Nauczyciele – instruktorzy – opiekunowie
Niezmiennie trwają na muzycznym posterunku,
niektórzy od zarania dziejów opisywanej imprezy. Należy stwierdzić, że bez
nich, bez ciągu nauczyciel – uczeń (piosenkarka, piosenkarz) – eliminacje –
nauczyciel – finalista – zdenerwowany nauczyciel na zapleczu – nie byłoby
popisów na takim poziomie, nie byłoby tej imprezy. Przede wszystkim pedagodzy
zachęcają (co nie jest trudne), przygotowują (to nie najłatwiejsze), wybierają
repertuar albo doradzają (ze względu na nierzadko spotykaną wybredność młodzieży
wcale niełatwa sprawa), trenują (długi i żmudny proces), opiekują się w czasie
wyjazdów (odpowiedzialność), a potem przeżywają szalone emocje w czasie występu
podopiecznego. Jednak bez emocji nic nie miałoby sensu i tak koło się zamyka, a
słuchacz i widz wychodzi zadowolony. Trzeba przyznać, że niektórym śpiewającym
udaje się też stworzyć fanklub rodzinny, wtedy układ szkoła-festiwal bywa
zastąpiony zbiorowym rodzinnym szaleństwem.
Gwiazdy i gwiazdki
Wielu uczestników związało swoje
przyszłe życie ze śpiewem czy ogólnie pojętą działalnością artystyczną. O
budzących podziw ponadgranicznych osiągnięciach Ewy Farnej nie trzeba się
rozpisywać. W hawierzowskim finale IX FPD zaśpiewała, że „chce do Bodzia” i
zachwyciła wszystkich swoją nastoletnią spontanicznością. Na sali obecny był
również, nie po raz pierwszy zresztą, Leszek Wronka...i tak to się zaczęło. A
inni? O niektórych była już mowa, wiele talentów kilkakrotnie sięgało po laury,
bardzo często najwyższe nagrody przyznawano chłopcom, którzy bywali rodzynkami
wśród dziewczęcych adeptek młodzieżowego śpiewania i rzeczywiście dobrze im
szło. Tomasz Suchanek (dziś opera i operetka), Adam Farana (świetny pianista),
Gabriel Kopeć, Albert Černý (Charlie Straight), Michał Firla, Henryk Molin,
ostatnio Przemek Orszulik, wokalista i akompaniator w jednej osobie, laureat
pierwszej nagrody XIII festiwalu. A dziewczyny – po
uruchomieniu loterii pamięciowej pojawiają się twarze i melodie. Monika Niedoba,
Basia Humel, Irka Polak, Joasia Wierzgoń, Basia Łakota, Noemi Bocek, Magda
Wania (tegoroczny festiwal, niesamowite wykonanie piosenki poetyckiej), zespół
„Anki” i jeszcze, i jeszcze...Trudno dokonać wyboru, wliczając eliminacje, były
ich setki.
Polska piosenka
Bardzo ciekawie wygląda dobór repertuaru.

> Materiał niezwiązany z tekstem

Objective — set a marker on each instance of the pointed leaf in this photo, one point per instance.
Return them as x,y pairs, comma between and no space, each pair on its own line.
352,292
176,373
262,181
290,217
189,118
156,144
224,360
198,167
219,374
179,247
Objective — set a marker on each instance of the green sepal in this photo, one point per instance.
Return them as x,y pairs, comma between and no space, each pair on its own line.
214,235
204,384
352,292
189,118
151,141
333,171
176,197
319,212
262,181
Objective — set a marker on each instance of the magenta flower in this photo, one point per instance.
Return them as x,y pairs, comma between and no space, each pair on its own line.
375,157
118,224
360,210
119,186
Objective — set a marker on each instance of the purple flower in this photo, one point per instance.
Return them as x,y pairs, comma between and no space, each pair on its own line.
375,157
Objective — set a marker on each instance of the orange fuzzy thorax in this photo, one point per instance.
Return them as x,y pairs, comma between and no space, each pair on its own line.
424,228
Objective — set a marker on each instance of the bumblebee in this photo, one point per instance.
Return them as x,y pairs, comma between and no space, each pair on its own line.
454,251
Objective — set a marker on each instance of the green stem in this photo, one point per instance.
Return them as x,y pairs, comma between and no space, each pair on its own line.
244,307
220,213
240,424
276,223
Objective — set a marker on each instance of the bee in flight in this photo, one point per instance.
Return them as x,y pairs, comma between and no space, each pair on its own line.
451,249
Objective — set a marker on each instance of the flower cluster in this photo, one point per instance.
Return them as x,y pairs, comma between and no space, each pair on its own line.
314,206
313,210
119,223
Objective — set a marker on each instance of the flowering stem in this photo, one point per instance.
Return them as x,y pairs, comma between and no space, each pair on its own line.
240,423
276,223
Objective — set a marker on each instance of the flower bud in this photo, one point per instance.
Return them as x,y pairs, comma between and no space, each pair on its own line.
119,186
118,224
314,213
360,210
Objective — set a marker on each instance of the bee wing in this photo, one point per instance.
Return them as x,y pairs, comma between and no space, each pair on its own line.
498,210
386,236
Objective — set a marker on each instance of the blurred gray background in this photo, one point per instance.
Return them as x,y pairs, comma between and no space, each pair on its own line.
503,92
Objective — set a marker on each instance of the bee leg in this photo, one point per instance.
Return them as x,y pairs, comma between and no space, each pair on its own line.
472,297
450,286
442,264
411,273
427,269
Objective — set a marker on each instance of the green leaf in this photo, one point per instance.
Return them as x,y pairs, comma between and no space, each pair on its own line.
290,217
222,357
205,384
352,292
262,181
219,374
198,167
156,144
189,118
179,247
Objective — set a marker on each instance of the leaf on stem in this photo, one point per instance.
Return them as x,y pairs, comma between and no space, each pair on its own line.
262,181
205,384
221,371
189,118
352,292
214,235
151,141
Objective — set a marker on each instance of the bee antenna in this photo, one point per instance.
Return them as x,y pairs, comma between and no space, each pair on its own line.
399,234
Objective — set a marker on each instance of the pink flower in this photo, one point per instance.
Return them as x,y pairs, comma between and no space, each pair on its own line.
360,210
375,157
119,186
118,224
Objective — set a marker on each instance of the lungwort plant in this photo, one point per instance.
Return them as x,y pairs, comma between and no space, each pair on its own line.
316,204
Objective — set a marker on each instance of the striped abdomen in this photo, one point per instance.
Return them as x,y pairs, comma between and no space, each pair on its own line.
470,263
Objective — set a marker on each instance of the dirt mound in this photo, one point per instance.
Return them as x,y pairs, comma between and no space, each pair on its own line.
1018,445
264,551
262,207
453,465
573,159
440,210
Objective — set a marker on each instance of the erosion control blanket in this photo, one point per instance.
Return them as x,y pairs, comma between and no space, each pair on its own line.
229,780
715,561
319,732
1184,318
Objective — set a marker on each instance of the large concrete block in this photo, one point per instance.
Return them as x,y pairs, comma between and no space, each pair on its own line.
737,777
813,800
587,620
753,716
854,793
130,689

Warunek – piosenka polskich autorów. Wykonawcy nieraz sięgają w głąb muzycznej
historii. Był Bohdan Łazuka, No To Co, Budka Suflera, Czesław Niemen, króluje
nadal Maryla Rodowicz, był Perfect, były Czerwone Gitary, Majka Jeżowska,
Urszula, Hanna Banaszak, Anna Maria Jopek, Edyta Górniak, z najnowszych Sylwia
Grzeszczak i Ewa Farna. Wielu, wiele innych. Była piosenka aktorska i próby
kabaretowe, choć ostatnio najstarsi często sięgają po mocne popowo-rockowe
uderzenie. Polska piosenka od lat pięćdziesiątych ubiegłego wieku po galopującą
współczesność.
Organizatorzy
Prozaicznie na koniec? Może to frazes, ale bez
zapaleńców, często prywatnie niemających niczego wspólnego ze śpiewem, nie
byłoby tej prestiżowej dziś imprezy. Miejsca finałów – Bystrzyca, Trzyniec,
Czeski Cieszyn, a od roku 1997 nieustannie Hawierzów i Koło Macierzy Szkolnej
przy PSP w Hawierzowie-Błędowicach. Zmieniające się grupy rodziców, z których
niektórzy dla frajdy wracają i pomagają swoim organizacyjnym następcom. Tworzenie
grantów, obawy wypływające z faktu, że nigdy nie wiadomo, jaka będzie i czy będzie
dotacja, czy nie zawiodą sponsorzy. A przecież za względu na rozmach festiwal
nie należy do najtańszych. W czasie jubileuszowego dziesiątego śpiewania w roku
2007 organizatorzy z Błędowic i okolicy powiedzieli sobie – „Dość!” Może teraz
gdzie indziej, ktoś inny? Jednak po przeprowadzeniu kolejnych eliminacji przez
PTA Ars Musica staro-nowa błędowicka ekipa organizacyjna stwierdziła, że szkoda
by było, aby festiwal zniknął z kalendarza kulturalnego dolańskich imprez.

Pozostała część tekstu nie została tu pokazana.